In Elasticsearch, paginating aggregations results is a recurring need.
By default, Elastic will send all results in your aggregation. If a query filter is often enough, it’s not always the wanted behavior.
First possibility, increase a lot the size parameter and do the pagination on front side.
It can be a good solution… for few hundred results, and a low cardinality.
But if we don’t want to crash our app, we probably can do better.
Depending on your specific use case you will have several choices:
Bucket Sort aggregation
ElasticSearch supports Bucket Sort Aggregation in v6.1 and later. It allows « sort », « size » and « from » parameters within aggregated results.
Exemple from official doc.
POST /sales/_search
{
"size": 0,
"aggs": {
"sales_per_month": {
"date_histogram": {
"field": "date",
"calendar_interval": "month"
},
"aggs": {
"total_sales": {
"sum": {
"field": "price"
}
},
"sales_bucket_sort": {
"bucket_sort": {
"sort": [
{ "total_sales": { "order": "desc" } }
],
"size": 3
}
}
}
}
}
}
But there is not a big performance difference because this is a pipeline aggregation. So it’s applicated on the results of other the targeted bucket.

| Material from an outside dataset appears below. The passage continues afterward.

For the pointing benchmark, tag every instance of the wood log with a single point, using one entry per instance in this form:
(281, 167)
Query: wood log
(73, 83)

Caclulated on results of the other aggregation. So you will have to put a large size on the first one. (so calculate this large size)
Easiness: 5
Performance: 2.5
Capabilities: 1
Ok for low to medium cardinality, but need to compute everything. So no real improvement.
Partitions aggregations
Partitioning an aggregation is more interesting. It really divide an aggregation
- Use the cardinality aggregation to estimate the total number of unique result values
- Pick a value for num_partitions to break the number from 1) up into more manageable chunks
- Pick a size value for the number of responses we want from each partition
- Run a test request
GET /_search
{
"size": 0,
"aggs": {
"expired_sessions": {
"terms": {
"field": "account_id",
"include": {
"partition": 0,
"num_partitions": 20
},
"size": 10000,
"order": {
"last_access": "asc"
}
},
"aggs": {
"last_access": {
"max": {
"field": "access_date"
}
}
}
}
}
}
Far better. You can have a real server side pagination.
But it’s applicable only on the more simple aggregations.
Easiness: 3
Performance: 4
Capabilities: 3
Composite aggregation
This is the ultimate use case. But it introduces more complexity and can manage only a few aggregations (terms, histograms and geotile_grid).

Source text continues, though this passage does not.